- Born: Joseph Fryer July 29, 1977 (age 48)
- Education: Northwestern University Medill School of Journalism
- Occupation: Journalist
- Employer: NBC News
- Known for: Reporter at KING-TV and KARE-TV. NBC News correspondent
- Partner: Peter (c. 2008–present)

= Joe Fryer (journalist) =

American journalist

Joe Fryer (born July 29, 1977) is an American journalist working for NBC News as a correspondent, co-anchor of streaming show Morning News Now with Savannah Sellers on NBC News Now, and feature anchor for the Saturday edition of Weekend Today.

Fryer joined NBC News in 2013 as a part-time correspondent and officially joined NBC News as a full-time correspondent on October 21, 2013, and Fryer also serves as a weekday & weekend fill-in and substitute anchor for Today, Saturday Today, Sunday Today with Willie Geist and NBC Nightly News.

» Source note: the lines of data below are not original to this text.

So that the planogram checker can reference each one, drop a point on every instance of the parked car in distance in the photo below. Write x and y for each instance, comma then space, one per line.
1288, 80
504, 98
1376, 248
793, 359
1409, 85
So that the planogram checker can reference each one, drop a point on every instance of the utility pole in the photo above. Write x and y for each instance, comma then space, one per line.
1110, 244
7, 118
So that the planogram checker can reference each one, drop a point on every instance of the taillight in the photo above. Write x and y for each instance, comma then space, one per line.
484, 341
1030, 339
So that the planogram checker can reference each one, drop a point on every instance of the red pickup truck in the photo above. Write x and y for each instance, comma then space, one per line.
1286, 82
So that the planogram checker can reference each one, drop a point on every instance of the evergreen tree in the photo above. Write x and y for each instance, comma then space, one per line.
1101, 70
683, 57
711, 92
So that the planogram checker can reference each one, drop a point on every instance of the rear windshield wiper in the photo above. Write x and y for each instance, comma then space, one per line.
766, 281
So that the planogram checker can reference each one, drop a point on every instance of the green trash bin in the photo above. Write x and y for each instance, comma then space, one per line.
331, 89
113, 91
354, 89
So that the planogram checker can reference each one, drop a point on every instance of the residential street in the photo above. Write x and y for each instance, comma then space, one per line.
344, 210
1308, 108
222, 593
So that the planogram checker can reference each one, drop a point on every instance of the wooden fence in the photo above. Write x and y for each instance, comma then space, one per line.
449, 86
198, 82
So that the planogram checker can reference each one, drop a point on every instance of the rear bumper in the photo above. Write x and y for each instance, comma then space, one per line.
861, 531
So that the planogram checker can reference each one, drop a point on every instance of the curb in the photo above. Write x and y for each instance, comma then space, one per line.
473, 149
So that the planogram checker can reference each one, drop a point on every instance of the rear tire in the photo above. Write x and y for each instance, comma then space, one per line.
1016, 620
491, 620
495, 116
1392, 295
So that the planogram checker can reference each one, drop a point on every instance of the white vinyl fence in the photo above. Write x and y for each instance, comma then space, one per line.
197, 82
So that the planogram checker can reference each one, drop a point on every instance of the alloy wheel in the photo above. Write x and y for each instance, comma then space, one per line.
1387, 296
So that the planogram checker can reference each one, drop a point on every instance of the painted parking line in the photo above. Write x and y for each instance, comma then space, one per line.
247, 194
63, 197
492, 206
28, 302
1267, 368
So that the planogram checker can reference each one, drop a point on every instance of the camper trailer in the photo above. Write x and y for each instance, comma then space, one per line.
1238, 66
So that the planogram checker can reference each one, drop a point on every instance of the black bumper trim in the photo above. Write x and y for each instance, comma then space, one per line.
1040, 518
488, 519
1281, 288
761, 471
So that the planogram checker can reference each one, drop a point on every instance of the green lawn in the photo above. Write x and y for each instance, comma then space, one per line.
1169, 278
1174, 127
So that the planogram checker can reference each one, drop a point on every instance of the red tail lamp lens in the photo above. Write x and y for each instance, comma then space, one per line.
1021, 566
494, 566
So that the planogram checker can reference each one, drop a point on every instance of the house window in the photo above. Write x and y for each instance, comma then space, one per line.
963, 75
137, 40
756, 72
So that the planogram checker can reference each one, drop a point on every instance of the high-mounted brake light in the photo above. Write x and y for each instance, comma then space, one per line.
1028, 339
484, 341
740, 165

He reports for all platforms of NBC News including Today, Weekend Today, and NBC Nightly News.

Before joining NBC, Fryer was a reporter for KING-TV, the NBC affiliate in Seattle, Washington.

==Career==
Fryer has worked for KARE-TV in Minneapolis, Minnesota; WTVF–TV in Nashville, Tennessee; WBAY-TV in Green Bay, Wisconsin; and WKYT-TV in Lexington, Kentucky.

In 2014, Fryer won an Emmy with photojournalist Jeff Christian in the category of "Feature News Report." He also won in the writing category for his composite "Fryer's Favorite Features."

In October 2020, Fryer was named co-anchor with Savannah Sellers of brand-new streaming show Morning News Now on NBC News Now from 7am-12pm weekdays. Then, in 2023, Fryer was officially named the feature anchor for the Saturday edition of Weekend Today.